Understanding Treatment Resistance In Ovarian Cancer
An international collaboration shows how ovarian cancer develops resistance to chemotherapy.
The largest complete DNA analysis of ovarian cancer, to date, has been published in Nature. The paper, ‘Whole–genome characterization of chemoresistant ovarian cancer’, gives a fascinating insight into how the disease builds resistance to chemotherapy.
The study was led by Professor David Bowtell from Melbourne’s Peter MacCallum Cancer Centre, in collaboration with several international institutes. 114 samples of high-grade serous ovarian carcinoma (HSC) were collected from 92 patients. These were taken following treatment (successful or unsuccessful), or immediately after death. Sequencing these samples, exposed some of the mechanisms responsible for the genetic changes, in these cancers, that may lead to resistance.
Speaking on the study, Professor Bowtell commented, “In two of the mechanisms, cancer cells find a way of restoring their ability to repair damaged DNA and thereby resist the effects of chemotherapy; in another, cancer cells “hijack” a genetic switch that enables them to pump chemotherapy drugs out of harm’s way.

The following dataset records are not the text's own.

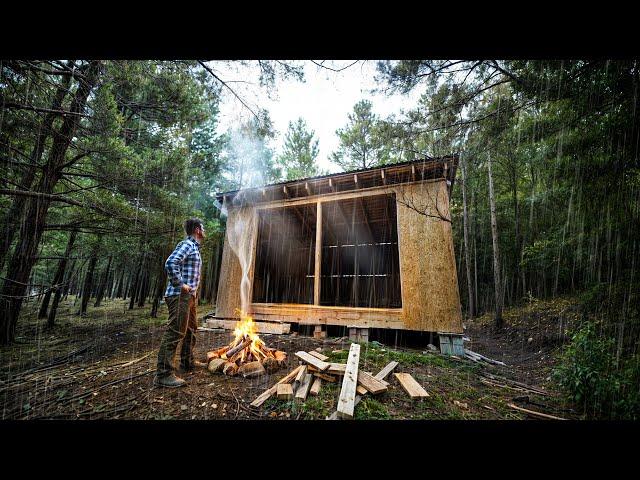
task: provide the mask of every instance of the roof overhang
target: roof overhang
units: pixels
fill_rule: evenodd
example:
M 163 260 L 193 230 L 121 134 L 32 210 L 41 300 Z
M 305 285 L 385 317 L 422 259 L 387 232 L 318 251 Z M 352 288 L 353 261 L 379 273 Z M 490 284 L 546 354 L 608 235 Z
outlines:
M 451 196 L 457 168 L 454 154 L 217 193 L 216 200 L 224 205 L 242 192 L 243 203 L 266 203 L 434 179 L 446 180 Z

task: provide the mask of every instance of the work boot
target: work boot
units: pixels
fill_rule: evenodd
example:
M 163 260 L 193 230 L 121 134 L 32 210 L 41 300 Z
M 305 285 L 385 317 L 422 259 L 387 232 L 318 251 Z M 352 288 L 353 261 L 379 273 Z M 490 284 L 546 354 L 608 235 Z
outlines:
M 201 362 L 200 360 L 194 360 L 193 363 L 189 366 L 180 365 L 181 373 L 193 373 L 196 368 L 207 368 L 209 364 L 205 362 Z
M 187 384 L 187 382 L 185 382 L 180 377 L 176 377 L 172 373 L 165 377 L 158 377 L 156 375 L 156 377 L 153 379 L 153 384 L 157 387 L 177 388 L 177 387 L 184 387 Z

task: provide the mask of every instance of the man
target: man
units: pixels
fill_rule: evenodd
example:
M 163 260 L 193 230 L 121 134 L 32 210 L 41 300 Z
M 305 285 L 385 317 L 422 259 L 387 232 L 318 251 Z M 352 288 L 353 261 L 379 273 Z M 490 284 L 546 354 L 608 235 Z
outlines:
M 200 283 L 202 258 L 200 242 L 205 238 L 202 220 L 190 218 L 184 222 L 187 238 L 176 246 L 165 262 L 164 268 L 169 276 L 169 284 L 164 294 L 169 309 L 169 324 L 162 337 L 158 352 L 158 367 L 154 384 L 161 387 L 182 387 L 186 382 L 176 376 L 174 358 L 178 345 L 180 350 L 180 369 L 192 372 L 195 367 L 204 367 L 205 363 L 194 359 L 193 347 L 196 344 L 196 299 Z

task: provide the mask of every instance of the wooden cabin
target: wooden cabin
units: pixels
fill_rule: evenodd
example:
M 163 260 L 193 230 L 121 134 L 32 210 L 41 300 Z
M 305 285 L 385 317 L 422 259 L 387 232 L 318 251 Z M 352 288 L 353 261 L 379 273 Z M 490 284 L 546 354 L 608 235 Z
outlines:
M 215 318 L 235 319 L 241 306 L 231 239 L 255 321 L 462 333 L 448 221 L 457 163 L 454 155 L 218 194 L 227 232 Z

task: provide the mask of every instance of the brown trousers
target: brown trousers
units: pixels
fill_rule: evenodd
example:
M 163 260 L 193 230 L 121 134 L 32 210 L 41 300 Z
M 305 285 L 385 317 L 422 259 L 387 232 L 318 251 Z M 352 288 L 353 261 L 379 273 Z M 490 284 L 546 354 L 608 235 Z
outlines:
M 169 309 L 169 322 L 164 332 L 158 352 L 158 377 L 166 377 L 175 373 L 174 359 L 178 345 L 180 349 L 180 366 L 183 369 L 193 367 L 193 348 L 196 345 L 196 297 L 188 293 L 164 297 Z

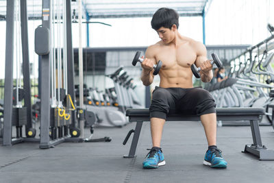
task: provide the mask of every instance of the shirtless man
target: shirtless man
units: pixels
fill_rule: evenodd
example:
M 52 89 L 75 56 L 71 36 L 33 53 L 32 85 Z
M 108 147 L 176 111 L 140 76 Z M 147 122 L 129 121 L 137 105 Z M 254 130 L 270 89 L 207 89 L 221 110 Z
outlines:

“A further mechanism sees the molecular structure of the cancer tissue shift and reshape, such that sheets of scar tissue appear to block chemotherapy from reaching its target.”
“For decades clinicians around the world have watched HSCs shrink under attack from chemotherapy, before returning aggressively months or years later.
“By completely sequencing the cancers, sampled at different stages of disease, for the first time we can map their evolution under the selective pressure of chemotherapy and begin work on better interventions.”
Dr Ann-Marie Patch, from QIMR Berghofer Medical Genomics Group and formerly from IMB, says cutting-edge technology was crucial to this turning-point in the global fight against ovarian cancer.
“By using the latest sequencing techniques we have been able to find scars from breaks in the DNA that have helped us better define the genes involved in allowing tumours to grow.
“The research team is incredibly appreciative of the many women who allowed their samples to be collected so that we can find out what happens to the cancer cells after treatment and will allow us to work towards better treatments for women in the future.”
Participants in the study were patients at the Peter MacCallum Cancer Centre and Westmead Hospital in Australia; Hammersmith Hospital at Imperial College London; and The University of Chicago.